Objective-C HTML解析。获取标签之间的所有文本 [英] Objective-C HTML parsing. Get all text between tags
问题描述
我正在使用 hpple 尝试从ThePirateBay获取torrent描述。目前,我正在使用此代码:
NSString * path = @// div [@ id ='content'] /格[@ ID = '主内容'] / DIV / DIV [@ ID = 'detailsouterframe'] /格[@ ID = 'detailsframe'] /格[@ ID = '细节'] /格[@类= 'NFO'] /前/节点();
NSArray * nodes = [parser searchWithXPathQuery:path];
for(TFHppleElement *节点中的元素){
NSString * postid = [元素内容];
if(postid){
[texts appendString:postid];
$ p 这只返回纯文本,而不是任何URL的截图。无论如何要获取所有链接和其他标签,而不仅仅是纯文本?
piratebay是这样设计的:
< pre>
< a href =http://img689.imageshack.us/img689/8292/itskindofafunnystory201.jpg =nofollow>
http://img689.imageshack.us/img689/8292/itskindofafunnystory201.jpg</a>
关于文件的更多文本
< / pre>
解决方案
你想要的是 a
-tag的内容(或属性),所以你需要告诉你需要的解析器。
只需将 XPath
更改为
@// div [@ id ='content'] / div [@ id ='main-content'] / div / div [@ id ='detailsouterframe' ] / div [@ id ='detailsframe'] / div [@ id ='details'] / div [@ class ='nfo'] / pre / a
(您最后错过了 a
,并且您不需要 $ b
http://www.imdb.com/title/ tt1904996 /
http://leetleech.org/images/65823608764828593230。 png
http://leetleech.org/images/44748070481477652927.png
http://leetleech.org/images/42024611449329122742.png
如果您只需要截图网址,您可以执行以下操作:
NSMutableArray * screenshotURLs = [[NSMutableArray alloc] initWithCapacity:0];
for(int i = 1; i< nodes.count; i ++){
[screenshotURLs addObject:nodes [i]];
}
I am using hpple to try and grab a torrent description from ThePirateBay. Currently, I'm using this code:
NSString *path = @"//div[@id='content']/div[@id='main-content']/div/div[@id='detailsouterframe']/div[@id='detailsframe']/div[@id='details']/div[@class='nfo']/pre/node()";
NSArray *nodes = [parser searchWithXPathQuery:path];
for (TFHppleElement * element in nodes) {
NSString *postid = [element content];
if (postid) {
[texts appendString:postid];
}
}
This returns just the plain text, and not any of the URL's for screenshots. Is there anyway to get all links and other tags, not just plain text?
The piratebay is fomratted like so:
<pre>
<a href="http://img689.imageshack.us/img689/8292/itskindofafunnystory201.jpg" rel="nofollow">
http://img689.imageshack.us/img689/8292/itskindofafunnystory201.jpg</a>
More texts about the file
</pre>
解决方案 That's an easy job and you did it almost correctly!

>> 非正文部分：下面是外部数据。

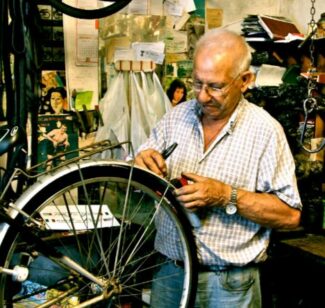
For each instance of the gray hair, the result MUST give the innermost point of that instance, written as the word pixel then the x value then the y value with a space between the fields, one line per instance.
pixel 224 40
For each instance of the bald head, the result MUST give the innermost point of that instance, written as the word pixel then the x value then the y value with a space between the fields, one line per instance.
pixel 226 43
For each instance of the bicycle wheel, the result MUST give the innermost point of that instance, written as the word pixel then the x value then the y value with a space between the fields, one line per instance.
pixel 89 14
pixel 103 217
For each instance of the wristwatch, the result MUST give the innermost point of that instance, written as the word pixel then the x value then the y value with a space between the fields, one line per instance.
pixel 231 207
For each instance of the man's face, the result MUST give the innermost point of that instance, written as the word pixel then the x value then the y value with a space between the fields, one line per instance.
pixel 215 88
pixel 57 102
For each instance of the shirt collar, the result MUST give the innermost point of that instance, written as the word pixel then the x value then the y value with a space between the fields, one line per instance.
pixel 230 126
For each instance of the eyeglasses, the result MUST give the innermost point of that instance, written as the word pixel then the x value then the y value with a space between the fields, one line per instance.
pixel 212 88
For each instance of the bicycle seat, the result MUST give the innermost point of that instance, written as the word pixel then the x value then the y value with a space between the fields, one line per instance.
pixel 10 137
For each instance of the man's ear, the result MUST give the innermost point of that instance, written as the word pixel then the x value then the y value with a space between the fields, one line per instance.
pixel 248 77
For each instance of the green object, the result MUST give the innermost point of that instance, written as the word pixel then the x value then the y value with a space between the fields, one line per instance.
pixel 291 75
pixel 83 99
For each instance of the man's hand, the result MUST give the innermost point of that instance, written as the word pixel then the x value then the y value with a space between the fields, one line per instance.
pixel 152 160
pixel 202 192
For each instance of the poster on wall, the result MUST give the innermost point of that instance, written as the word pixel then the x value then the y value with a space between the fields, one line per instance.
pixel 57 135
pixel 53 96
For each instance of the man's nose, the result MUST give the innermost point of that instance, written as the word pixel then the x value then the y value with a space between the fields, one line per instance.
pixel 203 95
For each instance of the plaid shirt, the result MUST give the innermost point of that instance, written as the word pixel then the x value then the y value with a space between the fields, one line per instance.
pixel 251 153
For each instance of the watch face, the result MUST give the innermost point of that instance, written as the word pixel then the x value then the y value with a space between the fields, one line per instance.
pixel 231 209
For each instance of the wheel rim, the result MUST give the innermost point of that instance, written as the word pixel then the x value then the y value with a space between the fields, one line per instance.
pixel 121 253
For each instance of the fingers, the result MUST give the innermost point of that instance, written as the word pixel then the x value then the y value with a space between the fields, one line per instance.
pixel 190 196
pixel 202 192
pixel 152 160
pixel 193 177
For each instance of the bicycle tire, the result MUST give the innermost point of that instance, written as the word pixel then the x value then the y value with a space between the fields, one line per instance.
pixel 89 14
pixel 111 184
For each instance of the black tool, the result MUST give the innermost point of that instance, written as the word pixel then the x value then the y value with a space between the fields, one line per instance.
pixel 167 152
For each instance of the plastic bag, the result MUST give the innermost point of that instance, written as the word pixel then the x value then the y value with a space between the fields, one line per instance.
pixel 139 122
pixel 115 112
pixel 157 102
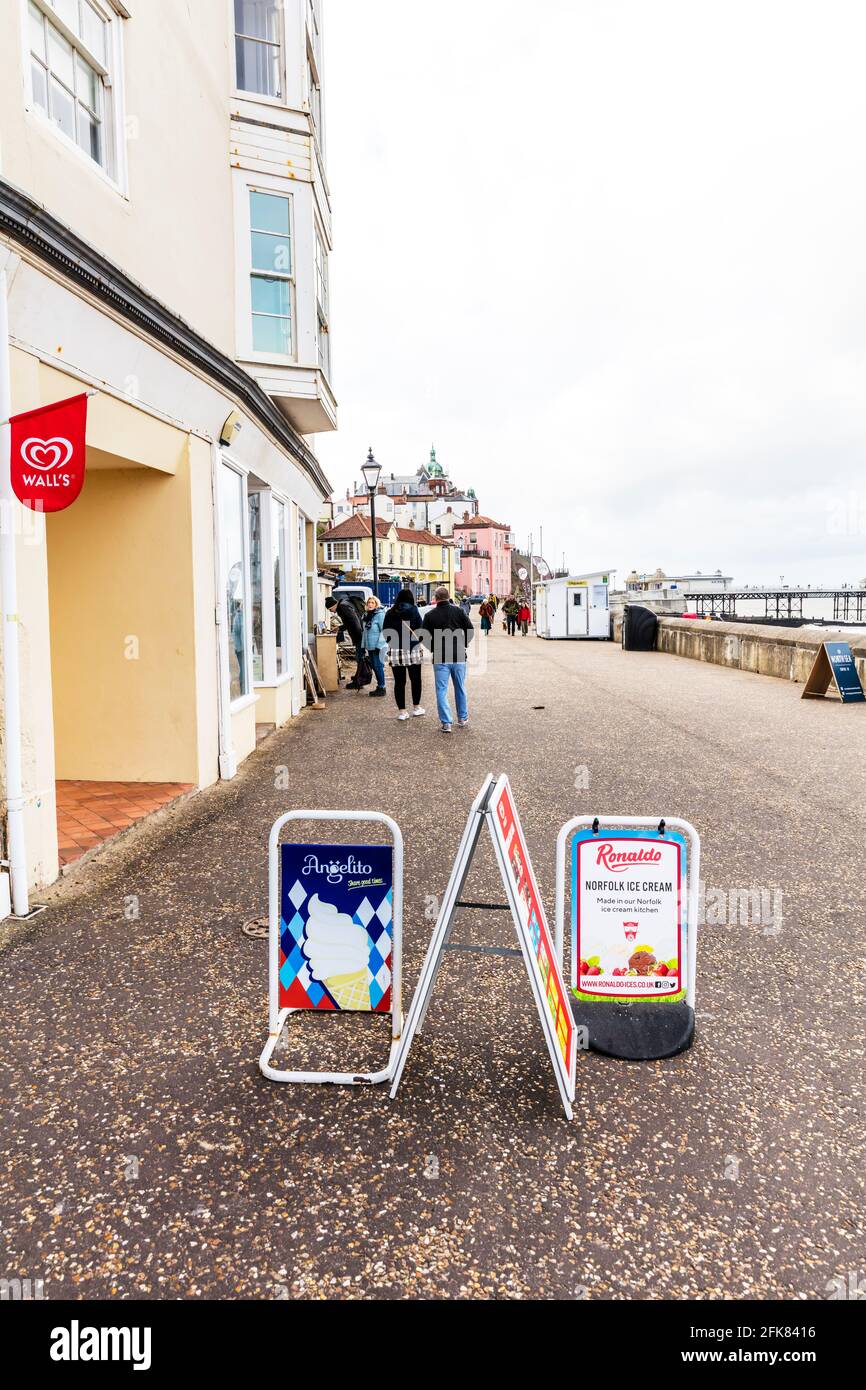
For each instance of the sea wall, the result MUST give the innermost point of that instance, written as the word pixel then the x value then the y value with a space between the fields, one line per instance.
pixel 751 647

What you want is the content (or an attribute) of the a
-tag, so you need to tell the parser that you want it.
Just change your XPath
to
@"//div[@id='content']/div[@id='main-content']/div/div[@id='detailsouterframe']/div[@id='detailsframe']/div[@id='details']/div[@class='nfo']/pre/a"
(You missed the a
at the very end and you do not need node()
)
Output:
http://www.imdb.com/title/tt1904996/
http://leetleech.org/images/65823608764828593230.png
http://leetleech.org/images/44748070481477652927.png
http://leetleech.org/images/42024611449329122742.png
If you only want the screenshot URLs you can do something like
NSMutableArray *screenshotURLs = [[NSMutableArray alloc] initWithCapacity:0];
for (int i = 1; i < nodes.count; i++) {
[screenshotURLs addObject:nodes[i]];
}
这篇关于Objective-C HTML解析。获取标签之间的所有文本的文章就介绍到这了,希望我们推荐的答案对大家有所帮助,也希望大家多多支持IT屋!